Selon Top Santé, la clé pour réduire son cholestérol réside moins dans la restriction calorique que dans le choix des nutriments consommés au dîner. Les glucides complexes, comme les céréales complètes ou les légumineuses, ralentissent la digestion et limitent les pics de glycémie. Les protéines maigres, issues notamment du poisson blanc ou des volailles sans peau, apportent les acides aminés essentiels sans surcharger l’organisme en graisses saturées. Quant aux graisses insaturées, présentes dans les huiles végétales ou les noix, elles jouent un rôle direct dans l’amélioration du profil lipidique.
Mais ce qui fait la spécificité de cette recommandation, c’est l’accent mis sur les fruits et légumes. Riches en fibres solubles, comme la pectine des pommes ou les bêta-glucanes de l’avoine, ils captent le cholestérol dans l’intestin et favorisent son élimination. Les antioxydants, présents en abondance dans les baies ou les épinards, protègent en outre les parois artérielles des dommages oxydatifs, un facteur aggravant des maladies cardiovasculaires. « Ce repas du soir agit comme un véritable régulateur métabolique », explique le Dr. Martin Lefèvre, nutritionniste interrogé par Top Santé. « Il permet de limiter l’absorption des graisses saturées tout en apportant les micronutriments indispensables à la santé cardiovasculaire. »
Une recette type pour clore la journée
Top Santé dévoile une proposition concrète pour composer ce dîner idéal. En entrée, une salade de quinoa aux épinards frais, tomates cerises et vinaigrette à l’huile d’olive. Le plat principal pourrait associer un filet de cabillaud poêlé à une purée de patate douce, accompagnée de brocolis vapeur. Pour terminer, un yaourt grec nature agrémenté de myrtilles et d’une cuillère à café de graines de lin moulues. « L’important est la variété et la qualité des ingrédients », précise la rédaction de Top Santé. « Chaque composante a été sélectionnée pour son impact positif sur le taux de LDL-cholestérol. »

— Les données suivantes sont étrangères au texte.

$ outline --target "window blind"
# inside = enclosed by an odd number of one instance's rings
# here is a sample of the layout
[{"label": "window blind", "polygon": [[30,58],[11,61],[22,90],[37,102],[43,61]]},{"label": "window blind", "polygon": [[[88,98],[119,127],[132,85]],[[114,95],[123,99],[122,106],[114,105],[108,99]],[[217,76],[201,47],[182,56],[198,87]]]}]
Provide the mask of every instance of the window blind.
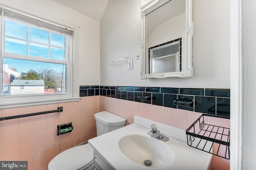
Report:
[{"label": "window blind", "polygon": [[[65,33],[66,35],[73,36],[73,31],[70,28],[68,28],[66,27],[63,26],[63,27],[57,25],[58,24],[54,25],[53,23],[45,22],[42,20],[40,20],[36,18],[22,15],[21,14],[18,13],[14,11],[8,10],[3,8],[0,8],[0,14],[3,13],[4,16],[9,17],[10,18],[14,18],[18,20],[24,22],[34,24],[39,27],[49,29],[59,32],[61,33]],[[51,22],[49,21],[49,22]]]}]

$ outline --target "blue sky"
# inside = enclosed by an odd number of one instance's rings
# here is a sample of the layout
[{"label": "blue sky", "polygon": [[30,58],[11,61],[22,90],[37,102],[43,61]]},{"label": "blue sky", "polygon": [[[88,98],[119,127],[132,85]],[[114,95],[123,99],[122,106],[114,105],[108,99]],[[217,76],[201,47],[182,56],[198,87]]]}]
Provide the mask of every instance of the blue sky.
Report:
[{"label": "blue sky", "polygon": [[[28,28],[26,25],[7,20],[5,21],[5,53],[49,58],[50,48],[51,59],[64,60],[64,36],[31,27]],[[49,45],[49,41],[50,45],[54,47]],[[29,51],[27,51],[28,45]],[[26,72],[31,69],[38,71],[42,67],[53,68],[58,72],[62,71],[63,67],[62,64],[7,58],[3,58],[3,63],[8,63],[10,69],[16,68],[19,72]]]}]

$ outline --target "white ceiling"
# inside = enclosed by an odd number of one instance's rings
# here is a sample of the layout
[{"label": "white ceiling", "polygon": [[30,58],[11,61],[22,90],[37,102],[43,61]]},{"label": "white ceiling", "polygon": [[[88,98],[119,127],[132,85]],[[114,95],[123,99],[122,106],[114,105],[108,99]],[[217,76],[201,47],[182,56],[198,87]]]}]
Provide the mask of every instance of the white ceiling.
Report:
[{"label": "white ceiling", "polygon": [[53,0],[97,21],[100,21],[108,0]]}]

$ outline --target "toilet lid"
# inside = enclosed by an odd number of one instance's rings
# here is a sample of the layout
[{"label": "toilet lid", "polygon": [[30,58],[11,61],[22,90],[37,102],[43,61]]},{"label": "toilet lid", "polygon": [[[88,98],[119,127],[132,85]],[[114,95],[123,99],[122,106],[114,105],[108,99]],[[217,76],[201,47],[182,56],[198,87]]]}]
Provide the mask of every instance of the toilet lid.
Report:
[{"label": "toilet lid", "polygon": [[78,170],[90,165],[93,160],[93,149],[89,144],[83,145],[70,148],[57,155],[49,163],[48,169]]}]

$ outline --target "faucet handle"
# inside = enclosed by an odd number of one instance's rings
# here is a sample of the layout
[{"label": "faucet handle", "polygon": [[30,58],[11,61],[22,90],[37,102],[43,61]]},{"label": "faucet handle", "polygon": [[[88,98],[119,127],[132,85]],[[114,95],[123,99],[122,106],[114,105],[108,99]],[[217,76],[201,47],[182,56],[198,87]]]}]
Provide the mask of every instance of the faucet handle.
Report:
[{"label": "faucet handle", "polygon": [[150,127],[152,129],[152,130],[154,132],[160,132],[159,131],[158,131],[157,130],[157,128],[156,128],[156,125],[155,124],[152,124],[152,125],[151,125],[150,126]]}]

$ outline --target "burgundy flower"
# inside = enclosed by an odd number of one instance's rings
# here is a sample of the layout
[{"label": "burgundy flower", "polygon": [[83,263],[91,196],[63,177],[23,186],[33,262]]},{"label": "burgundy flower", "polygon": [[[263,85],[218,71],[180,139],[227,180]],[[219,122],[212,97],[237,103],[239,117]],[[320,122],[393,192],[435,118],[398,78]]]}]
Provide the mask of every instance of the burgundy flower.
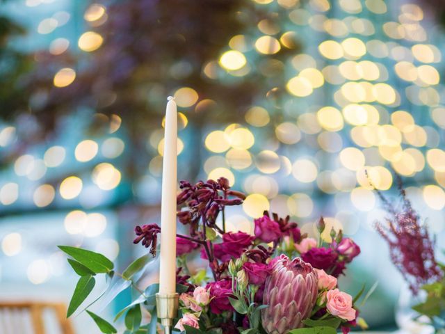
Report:
[{"label": "burgundy flower", "polygon": [[[225,233],[222,234],[222,242],[213,244],[213,255],[223,262],[230,261],[232,258],[237,259],[253,244],[254,239],[254,237],[243,232]],[[204,249],[201,250],[201,257],[208,260]]]},{"label": "burgundy flower", "polygon": [[142,240],[143,246],[150,247],[150,254],[156,255],[156,246],[158,241],[158,233],[161,232],[161,228],[156,224],[146,224],[136,226],[134,229],[136,238],[133,241],[134,244],[138,244]]},{"label": "burgundy flower", "polygon": [[233,308],[229,301],[229,297],[233,297],[232,281],[228,280],[211,282],[206,286],[210,289],[210,309],[212,313],[219,315],[224,311],[232,311]]},{"label": "burgundy flower", "polygon": [[188,254],[194,249],[197,248],[200,246],[199,244],[195,242],[191,241],[184,238],[176,238],[176,256],[181,256],[184,254]]},{"label": "burgundy flower", "polygon": [[348,262],[360,253],[360,248],[350,238],[344,238],[337,247],[337,251],[344,256]]},{"label": "burgundy flower", "polygon": [[249,283],[255,285],[264,283],[270,272],[268,265],[263,263],[245,262],[243,269],[248,274]]},{"label": "burgundy flower", "polygon": [[310,263],[314,268],[323,269],[329,273],[337,264],[338,255],[331,248],[314,247],[303,253],[301,258],[305,262]]},{"label": "burgundy flower", "polygon": [[254,221],[255,223],[255,236],[264,242],[272,242],[282,237],[282,233],[280,224],[264,215]]}]

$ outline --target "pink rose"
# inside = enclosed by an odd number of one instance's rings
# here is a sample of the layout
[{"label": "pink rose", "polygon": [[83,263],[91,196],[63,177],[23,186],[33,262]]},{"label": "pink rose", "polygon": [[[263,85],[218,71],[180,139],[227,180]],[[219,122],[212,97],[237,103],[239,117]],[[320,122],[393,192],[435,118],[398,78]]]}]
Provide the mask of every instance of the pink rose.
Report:
[{"label": "pink rose", "polygon": [[317,269],[314,268],[315,272],[317,273],[318,276],[318,289],[322,290],[323,289],[327,289],[332,290],[337,287],[337,278],[334,276],[326,273],[323,269]]},{"label": "pink rose", "polygon": [[353,308],[353,297],[338,289],[329,290],[326,294],[326,307],[331,315],[350,321],[355,319],[355,310]]},{"label": "pink rose", "polygon": [[255,237],[264,242],[272,242],[282,237],[282,233],[280,224],[270,219],[268,216],[263,216],[254,221],[255,223]]},{"label": "pink rose", "polygon": [[340,241],[337,250],[344,255],[347,262],[350,262],[360,253],[360,248],[350,238],[345,238]]},{"label": "pink rose", "polygon": [[181,294],[179,295],[179,301],[181,301],[184,305],[187,308],[190,308],[190,299],[191,296],[188,294]]},{"label": "pink rose", "polygon": [[210,294],[205,288],[197,287],[193,292],[193,299],[190,308],[195,312],[200,312],[202,306],[206,306],[210,302]]},{"label": "pink rose", "polygon": [[300,244],[296,244],[295,248],[300,254],[302,254],[303,253],[306,253],[311,248],[317,246],[317,241],[315,239],[312,238],[305,238],[303,239]]},{"label": "pink rose", "polygon": [[194,328],[199,328],[200,325],[198,324],[198,318],[192,313],[185,313],[182,318],[181,318],[175,326],[175,328],[179,329],[181,331],[185,331],[184,328],[184,325],[190,326]]}]

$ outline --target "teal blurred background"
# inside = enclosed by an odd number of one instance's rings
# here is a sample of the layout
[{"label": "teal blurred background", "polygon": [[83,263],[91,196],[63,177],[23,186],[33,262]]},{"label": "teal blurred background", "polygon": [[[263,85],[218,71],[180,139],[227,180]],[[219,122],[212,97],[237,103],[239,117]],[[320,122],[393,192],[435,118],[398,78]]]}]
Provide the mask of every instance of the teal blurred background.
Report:
[{"label": "teal blurred background", "polygon": [[252,232],[264,209],[309,234],[321,214],[343,228],[362,254],[341,284],[378,281],[362,315],[396,329],[403,281],[374,231],[385,213],[365,170],[394,198],[391,168],[401,175],[445,246],[443,5],[429,5],[0,1],[0,300],[67,303],[76,277],[56,245],[120,269],[145,251],[133,230],[159,222],[172,95],[179,179],[225,176],[248,193],[229,212],[234,230]]}]

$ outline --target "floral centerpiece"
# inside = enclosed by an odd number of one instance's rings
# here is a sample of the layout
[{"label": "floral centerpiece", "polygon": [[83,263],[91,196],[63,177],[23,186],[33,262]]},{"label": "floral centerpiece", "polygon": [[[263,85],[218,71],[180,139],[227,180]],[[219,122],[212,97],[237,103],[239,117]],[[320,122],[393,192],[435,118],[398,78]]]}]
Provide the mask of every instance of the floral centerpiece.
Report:
[{"label": "floral centerpiece", "polygon": [[[346,333],[357,325],[366,327],[359,317],[357,305],[364,287],[353,298],[338,286],[337,278],[360,253],[341,230],[327,226],[321,218],[320,235],[313,239],[302,234],[289,216],[280,218],[265,212],[254,221],[254,235],[228,232],[226,207],[242,204],[243,193],[232,190],[223,177],[195,184],[183,181],[180,188],[177,216],[188,228],[188,234],[177,237],[180,310],[176,331],[188,334],[334,334],[337,329]],[[156,224],[136,228],[134,242],[149,248],[149,254],[135,260],[122,273],[115,272],[113,263],[100,254],[60,246],[72,257],[68,261],[81,276],[67,315],[74,313],[92,291],[95,276],[104,273],[110,287],[97,300],[105,300],[99,309],[123,289],[131,289],[136,294],[134,301],[115,321],[125,314],[125,333],[156,333],[154,295],[159,285],[143,290],[137,282],[156,256],[160,232]],[[193,253],[199,254],[203,268],[189,267],[188,258]],[[117,333],[110,323],[88,310],[90,307],[85,309],[102,333]],[[141,324],[143,310],[151,315],[147,324]]]},{"label": "floral centerpiece", "polygon": [[400,178],[398,189],[401,205],[396,207],[378,191],[388,212],[385,223],[378,222],[376,228],[389,246],[391,260],[402,273],[414,296],[423,290],[423,301],[412,308],[428,319],[436,333],[445,333],[445,265],[435,255],[435,239],[428,225],[422,222],[407,198]]}]

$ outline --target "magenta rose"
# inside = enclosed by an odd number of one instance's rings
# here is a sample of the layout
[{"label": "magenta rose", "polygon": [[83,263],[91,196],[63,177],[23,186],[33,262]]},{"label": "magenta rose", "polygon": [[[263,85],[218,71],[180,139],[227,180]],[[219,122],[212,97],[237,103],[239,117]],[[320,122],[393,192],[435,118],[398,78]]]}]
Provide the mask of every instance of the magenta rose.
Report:
[{"label": "magenta rose", "polygon": [[337,251],[345,257],[346,262],[350,262],[360,253],[360,247],[350,238],[345,238],[337,246]]},{"label": "magenta rose", "polygon": [[176,256],[181,256],[184,254],[188,254],[194,249],[200,246],[197,244],[186,239],[176,238]]},{"label": "magenta rose", "polygon": [[233,297],[231,280],[211,282],[206,286],[206,289],[210,292],[211,298],[210,309],[212,313],[220,315],[224,311],[233,310],[230,301],[229,301],[229,297]]},{"label": "magenta rose", "polygon": [[248,274],[249,283],[255,285],[262,285],[269,274],[268,265],[264,263],[245,262],[243,269]]},{"label": "magenta rose", "polygon": [[305,262],[310,263],[314,268],[327,272],[337,264],[338,255],[331,248],[314,247],[301,255]]},{"label": "magenta rose", "polygon": [[255,223],[255,237],[264,242],[272,242],[282,237],[280,224],[270,219],[268,216],[263,216],[254,221]]}]

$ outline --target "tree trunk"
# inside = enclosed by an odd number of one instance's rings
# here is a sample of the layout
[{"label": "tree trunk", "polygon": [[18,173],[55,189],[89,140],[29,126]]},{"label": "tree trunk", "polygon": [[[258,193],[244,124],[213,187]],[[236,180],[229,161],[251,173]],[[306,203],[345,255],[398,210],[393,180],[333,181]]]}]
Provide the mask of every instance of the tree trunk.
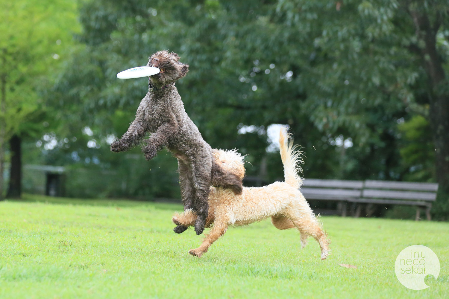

Cette approche s’inscrit dans une logique de prévention accessible. Contrairement aux régimes drastiques, elle mise sur des aliments couramment disponibles et des associations simples. Une étude citée par Top Santé, menée en 2025 par l’Institut National de la Santé et de la Recherche Médicale (Inserm), a montré qu’un tiers des participants ayant adopté ce type de dîner avait enregistré une baisse moyenne de 12 % de leur cholestérol LDL après huit semaines. « Les résultats sont d’autant plus encourageants que cette méthode est facile à intégrer au quotidien », souligne le rapport.
Des principes à appliquer sans excès
Cependant, les experts rappellent que cette stratégie ne saurait se substituer à une hygiène de vie globale. L’activité physique régulière, une hydratation suffisante et la modération en alcool restent des piliers incontournables. « Ce dîner est un complément, pas une solution miracle », rappelle le Dr. Lefèvre. « Il doit s’inscrire dans une démarche globale de santé, où chaque repas compte. »
Top Santé insiste également sur l’importance de la régularité. Un écart ponctuel n’est pas problématique, mais une application sporadique des principes affaiblit considérablement les bénéfices attendus. Pour les personnes sous traitement médicamenteux, il est conseillé de consulter un professionnel de santé avant d’apporter des modifications majeures à son alimentation. « Les interactions entre médicaments et nutriments existent, même si elles sont souvent sous-estimées », précise la source.
Enfin, les professionnels de santé pourraient prochainement disposer d’outils numériques pour personnaliser ces conseils en fonction du profil lipidique de chaque patient. Une application mobile, actuellement en phase de test, permettrait de générer des menus adaptés à partir d’une simple prise de sang. « L’objectif est de rendre la prévention plus concrète et moins intimidante pour le grand public », confie un porte-parole du projet.
Selon Top Santé, une portion de 50 à 70 grammes de glucides complexes par repas est recommandée, soit l’équivalent d’environ 60 grammes de pâtes complètes cuites ou de 50 grammes de quinoa cru. L’important est de privilégier les céréales complètes, dont l’indice glycémique est plus bas.